The above recipe also works with farmed salmon, which by 2050 may be the only salmon on the menu. Farmed salmon can be considered lower on the food chain than wild salmon, since position on the food chain is determined by who eats whom, and farmed salmon eat manufactured feed/pellets composed not only of other small forage fish such as Peruvian anchovy and Norwegian capelin, both of whom eat plankton, but farmed fish also eat plants, typically in the form of cornmeal, soy, and canola. Farmed salmon are also fed red dye. Inorganic chemicals are unarguably the bottom of all food webs, and plant eaters are classified as lower on the food web than carnivores, who eat herbivores. The statement that eating farmed salmon is eating down the food web can probably be applied to all farmed fish.

The second recipe is the culinary counterpart of Le Feu d'Issey, a perfume celebrating basic life forces. Coriander is the seductive top note in both, the  heart of the food dish is scallops, and the base notes fish and soy sauces and wood sorrel flower stems. The recipe is demanding, but discriminating and appreciation are also demanding.

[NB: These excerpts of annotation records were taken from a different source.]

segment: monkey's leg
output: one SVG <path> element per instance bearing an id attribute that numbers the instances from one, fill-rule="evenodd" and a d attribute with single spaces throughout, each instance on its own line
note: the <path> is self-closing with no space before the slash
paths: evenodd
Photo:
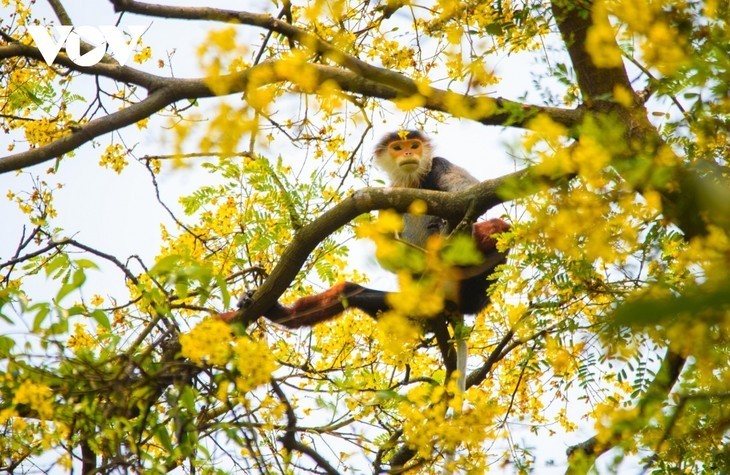
<path id="1" fill-rule="evenodd" d="M 381 290 L 341 282 L 317 295 L 302 297 L 289 307 L 276 302 L 264 312 L 264 317 L 287 328 L 311 327 L 337 317 L 347 308 L 360 309 L 375 318 L 389 308 L 386 295 L 387 292 Z M 231 321 L 234 316 L 235 312 L 227 312 L 219 318 Z"/>

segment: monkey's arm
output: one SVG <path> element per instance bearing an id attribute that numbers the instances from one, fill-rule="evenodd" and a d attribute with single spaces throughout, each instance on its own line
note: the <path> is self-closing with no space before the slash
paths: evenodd
<path id="1" fill-rule="evenodd" d="M 433 157 L 430 177 L 434 183 L 427 183 L 424 188 L 440 191 L 463 191 L 479 183 L 471 173 L 442 157 Z"/>

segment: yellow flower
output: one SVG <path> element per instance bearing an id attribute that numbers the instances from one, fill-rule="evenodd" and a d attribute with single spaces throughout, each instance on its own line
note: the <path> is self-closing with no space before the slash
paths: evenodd
<path id="1" fill-rule="evenodd" d="M 31 409 L 38 412 L 38 416 L 41 419 L 47 419 L 53 415 L 51 388 L 45 384 L 23 381 L 18 389 L 15 390 L 13 404 L 27 404 Z"/>
<path id="2" fill-rule="evenodd" d="M 236 341 L 234 349 L 236 368 L 240 375 L 236 378 L 239 391 L 250 391 L 271 380 L 271 373 L 277 364 L 265 341 L 256 341 L 241 337 Z"/>
<path id="3" fill-rule="evenodd" d="M 231 358 L 231 327 L 220 320 L 203 320 L 180 336 L 182 355 L 197 364 L 224 365 Z"/>

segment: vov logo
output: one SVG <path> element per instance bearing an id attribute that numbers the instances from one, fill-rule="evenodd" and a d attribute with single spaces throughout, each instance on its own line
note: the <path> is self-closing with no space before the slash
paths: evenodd
<path id="1" fill-rule="evenodd" d="M 107 45 L 121 66 L 129 59 L 132 49 L 137 44 L 140 36 L 145 30 L 144 26 L 127 26 L 131 40 L 129 43 L 124 38 L 124 33 L 119 27 L 113 25 L 104 26 L 67 26 L 55 25 L 58 41 L 54 39 L 48 30 L 43 26 L 28 25 L 28 32 L 33 37 L 36 46 L 48 64 L 53 64 L 59 51 L 66 44 L 66 54 L 75 64 L 79 66 L 93 66 L 104 57 Z M 81 54 L 81 37 L 95 46 L 92 50 Z"/>

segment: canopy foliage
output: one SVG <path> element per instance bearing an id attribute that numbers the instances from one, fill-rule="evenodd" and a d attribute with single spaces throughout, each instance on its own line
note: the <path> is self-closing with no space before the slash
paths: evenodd
<path id="1" fill-rule="evenodd" d="M 87 38 L 49 65 L 29 33 L 90 25 L 81 2 L 0 3 L 0 469 L 730 472 L 726 0 L 111 0 L 106 23 L 148 27 L 128 61 L 82 66 Z M 470 123 L 514 139 L 437 134 Z M 517 172 L 373 187 L 372 144 L 401 127 Z M 141 203 L 121 232 L 116 205 L 64 205 L 111 193 L 102 175 Z M 366 282 L 355 234 L 398 261 L 397 217 L 369 212 L 414 201 L 512 224 L 492 304 L 449 337 L 463 393 L 409 315 L 260 318 Z M 421 273 L 468 258 L 442 245 Z M 438 307 L 435 281 L 399 273 L 406 307 Z"/>

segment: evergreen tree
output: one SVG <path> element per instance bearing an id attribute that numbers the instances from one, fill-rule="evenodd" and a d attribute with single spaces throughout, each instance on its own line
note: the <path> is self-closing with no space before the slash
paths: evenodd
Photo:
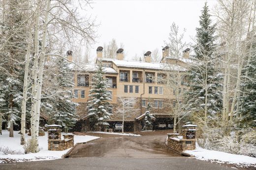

Hokkaido Scallops Cured with Lime Sugar, with Green Strawberries, Coriander & Wood Sorrel

For 4 servings (requires 1 week advance preparation)

Pickled green strawberries:
• 1 cup palm vinegar
• 1 cup filtered water
• 1 1/4 cups granulated sugar
• 3/4 cup plus 2 tsp. rice wine vinegar
• 3 Tbsp. plus 1 tsp. fish sauce
• 4 Tbsp. lime juice
• 10 sm. green strawberries

1. Mix all ingredients except berries in a bowl until sugar has dissolved; place in vacuum-sealable plastic food bag; add berries; vacuum seal on highest setting; refrigerate 1 week.

Coriander water:
• 1 cup plus 3 Tbsps. spring water
• 1/4 cup rice wine vinegar
• 1/4 cup granulated sugar
• 1/4 cup wood sorrel flower stems, juiced
• 5 tsps. white soy sauce
• 2 Tbsps. palm vinegar
• 1 stalk lemongrass, smashed in mortar with pestle
• 1 kaffir lime, juiced
1.      Mix ingredients in glass container; cover; refrigerate 2 days.
2.      Remove from refrigerator; pass through fine strainer into clean bowl; strain through coffee filter into clean airtight container; cover; reserve in refrigerator.
Cured Hokkaido scallops:
• 2 cups plus 2 Tbsps. spring water
• 2/3 cup (5 1/4 oz.) palm sugar, finely chopped
• 2 Tbsps. plus 2/3 tsp. fine sea salt
• 1 kaffir lime, zested and juiced
• 4 lg. Hokkaido scallops (modified original recipe from 2 scallops to 4)

• 2 bunches cilantro, blanched
• 1 bunch 
rau ram (Vietnamese coriander), blanched
• 1 bunch sawtooth herb, blanched
• 1 Tbsp. coriander seeds from flowering cilantro, blanched
• 1 cup virgin peanut oil
• baby icicle radishes
• wood sorrel flower stems, minced
• baby spring onion, fried until crisp
• coriander flowers
• daikon flowers
• coriander fronds
• wood sorrel leaves

1.      Wrap cilantro, rau ram, and sawtooth in cheesecloth; squeeze out as much liquid as possible; place in a blender; add seeds and oil; blend until mixture heats to 150°F; place in bowl set in ice water bath; cool, stirring constantly; strain through coffee filter into squeeze bottle; reserve in refrigerator.
2.      To serve, stand some radishes stem side down in the middle of flat-bottomed serving bowl; slice scallops as thinly as possible; roll into small pieces; place around radishes; thinly slice strawberries; place one on top of each scallop roll; top with small amount of sorrel stems; arrange onions, flowers, fronds, and leaves over dish; carefully pour in coriander water; drizzle a few dots of coriander oil around the water.